David Lodge’s father had died up to four days earlier when he was found physically weak, but still alive, lying next to him by his sister – hours later, he too died in hospital
A man tragically died after he was found by his sister lying on the floor next to his father’s dead body, an inquest heard.
David Lodge lived with his father Peter Lodge, who had died up to four days prior. David was found physically weak, but still alive next to his father, and was rushed to Hull Royal Infirmary that afternoon at 4:30pm. The 40-year-old was living with a dysarthria – a condition that meant he could not speak using words, as well as the co-ordination disorder dyspraxia.
He was also registered blind in adulthood, had been diagnosed with autism and used a wheelchair after a prolonged period in intensive care for pneumonia in 2017 left him unable to stand. Since he had spent several days on the floor next to his father, David desperately needed fluids and rewarming.
The consultant was aware that he had a history of pneumonia, and other risk factors. David also found medical settings distressing, which meant he needed to be sedated for a full hospital examination to take place.
At 6.25pm, he was given 10mg midazolam, but nothing further was done until 9pm when his observations were taken. This showed a score of nine, which is in the emergency category.
When the consultant arrived to take his bloods and administer fluids, he did not complete a chest exam and did not touch David at all after this point. At 1am on January 13, David was transferred to the Acute Admissions Unit (AAU) where his final observations at 12.48am, showed a NEWS score of eight, indicating he was in an extremely serious condition.
Despite this, he was not sent to critical care. David was instead administered a further sedative, lorazepam, while his sister was out of the room, and sent to the AAU without the knowledge of the registrar. There, he was seen once by a nurse shortly after admission, and as his physical observations appeared to improve, he was not seen again until he went into cardiac arrest at 2.49am. An end of life care was agreed and David died later that morning.
An inquest into his death at Hull Coroner’s Court heard that there were a number of failings, including that a referral to critical care and to the Intensive Care Unit would probably have prevented David’s cardiac arrest. The AAU doctor told the court she was unaware of the administration of lorazepam, and if she was aware, would have halted his transfer to the AAU.
She said the administration of lorazepam more than minimally contributed to David’s cardiac arrest. Dr Athey, an expert in emergency medicine instructed by the family, said the failure to take David to the ICU was the “single most significant omission that may have altered [David’s] outcome”.
Dr Breen, who was the independent critical care expert at the inquest, added that David’s life would have been more than minimally prolonged by days if he had been admitted to the ICU. The coroner concluded that David’s death was contributed to by neglect.
Dawn Makepeace, solicitor at Watson Woodhouse Law Firm, representing the family said following the inquest: “David died in the most tragic of circumstances. The inquest has heard of the failure by the Trust to provide adequate treatment.
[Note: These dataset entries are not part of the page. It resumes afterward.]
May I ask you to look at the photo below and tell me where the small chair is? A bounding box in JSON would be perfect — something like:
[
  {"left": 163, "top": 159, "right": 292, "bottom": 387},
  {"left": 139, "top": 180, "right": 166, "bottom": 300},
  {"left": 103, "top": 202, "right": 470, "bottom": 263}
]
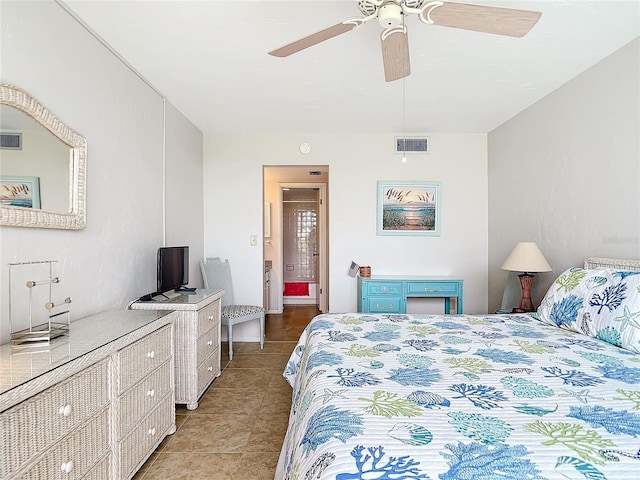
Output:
[{"left": 200, "top": 257, "right": 264, "bottom": 360}]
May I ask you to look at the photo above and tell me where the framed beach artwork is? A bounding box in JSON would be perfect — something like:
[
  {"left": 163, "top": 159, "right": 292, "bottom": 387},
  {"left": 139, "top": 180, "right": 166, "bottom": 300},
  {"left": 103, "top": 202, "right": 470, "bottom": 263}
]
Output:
[
  {"left": 377, "top": 180, "right": 441, "bottom": 236},
  {"left": 0, "top": 176, "right": 41, "bottom": 209}
]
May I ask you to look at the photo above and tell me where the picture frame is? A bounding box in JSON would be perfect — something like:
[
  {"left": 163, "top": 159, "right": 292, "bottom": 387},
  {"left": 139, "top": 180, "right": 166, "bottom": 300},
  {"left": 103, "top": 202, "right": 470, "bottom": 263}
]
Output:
[
  {"left": 0, "top": 175, "right": 41, "bottom": 209},
  {"left": 377, "top": 180, "right": 441, "bottom": 236}
]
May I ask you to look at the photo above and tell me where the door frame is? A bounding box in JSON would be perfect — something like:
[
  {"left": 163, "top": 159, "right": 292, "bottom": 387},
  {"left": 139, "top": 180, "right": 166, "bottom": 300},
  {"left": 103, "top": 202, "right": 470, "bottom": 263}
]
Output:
[{"left": 278, "top": 182, "right": 328, "bottom": 313}]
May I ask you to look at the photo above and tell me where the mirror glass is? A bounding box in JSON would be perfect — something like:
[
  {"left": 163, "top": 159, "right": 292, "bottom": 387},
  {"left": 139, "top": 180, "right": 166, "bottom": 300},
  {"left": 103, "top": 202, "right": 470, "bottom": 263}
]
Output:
[
  {"left": 0, "top": 84, "right": 86, "bottom": 229},
  {"left": 1, "top": 105, "right": 70, "bottom": 212}
]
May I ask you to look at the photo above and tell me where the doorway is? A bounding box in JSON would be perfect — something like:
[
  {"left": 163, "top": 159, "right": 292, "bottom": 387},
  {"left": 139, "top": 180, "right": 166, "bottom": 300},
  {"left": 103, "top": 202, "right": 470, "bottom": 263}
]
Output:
[{"left": 263, "top": 166, "right": 329, "bottom": 314}]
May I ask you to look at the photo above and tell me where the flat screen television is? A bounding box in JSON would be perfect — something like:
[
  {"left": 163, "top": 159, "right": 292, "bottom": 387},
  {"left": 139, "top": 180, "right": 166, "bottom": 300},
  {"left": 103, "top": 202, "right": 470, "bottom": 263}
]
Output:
[{"left": 157, "top": 246, "right": 189, "bottom": 294}]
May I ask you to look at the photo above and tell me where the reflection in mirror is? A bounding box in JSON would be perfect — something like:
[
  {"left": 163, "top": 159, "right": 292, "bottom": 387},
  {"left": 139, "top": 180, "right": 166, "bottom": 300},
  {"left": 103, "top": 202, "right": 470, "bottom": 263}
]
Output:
[
  {"left": 0, "top": 83, "right": 86, "bottom": 229},
  {"left": 1, "top": 105, "right": 70, "bottom": 212}
]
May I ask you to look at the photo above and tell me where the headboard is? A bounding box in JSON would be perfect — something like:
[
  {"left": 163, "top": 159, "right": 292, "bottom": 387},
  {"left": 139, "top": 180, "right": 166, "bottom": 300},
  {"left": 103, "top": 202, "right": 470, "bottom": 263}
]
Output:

“His death may well have been avoided if it wasn’t for the failings and multiple missed opportunities by multiple agencies of the state. It is unimaginable what David went through in those final days, laid next to his father’s body, unable to help. Keri and Christopher lost their brother, as well as their father. They hope that lessons have been learned so that no other family have to go through the pain and loss they have endured.”
A prevention of future deaths report by Assistant Coroner Edward Steele was issued to Hull University Teaching Hospitals NHS Trust. It made four key points, including:
- A concern that pain is not being accurately assessed in people who are unable to communicate using words.
- A concern that basic examinations are not being carried out for learning disabled adults at risk of pneumonia in the Emergency Department.
- A concern that NEWS2 scores above 7 are not appropriately escalated.
- A concern that opportunities for learning from serious incidents are being lost.
David’s family issued a statement, saying: “David overcame a lifetime of challenges, not least the attitudes of professionals in health and social care who did not understand that, just because a person cannot speak words, it doesn’t mean they can’t think and feel.
“David was the bravest brother, son and uncle, but what he endured in his final days is unimaginable. The inquest’s findings that the care provided to David was so substandard was shocking. David was a person, first and foremost, but that was forgotten by those treating him.
“Whilst I am grateful that the inquest has resulted in four prevention of future deaths reports being issued to Hull Teaching Hospitals NHS Foundation Trust to address some of the ways in which Hull Royal Infirmary failed him once he got to hospital, no lessons have been learned about ensuring adults and children who live at home with a sole carer, such as an older parent, have a way to get help in an emergency. David deserved better, and we must make sure that nobody else goes through what he did in his last days. David is missed beyond measure.”
Hull Teaching Hospitals NHS Foundation Trust said: “We would like to extend our deepest condolences to the family of Mr Lodge. We always try to learn where processes could be improved and will be responding to the Coroner in due course.”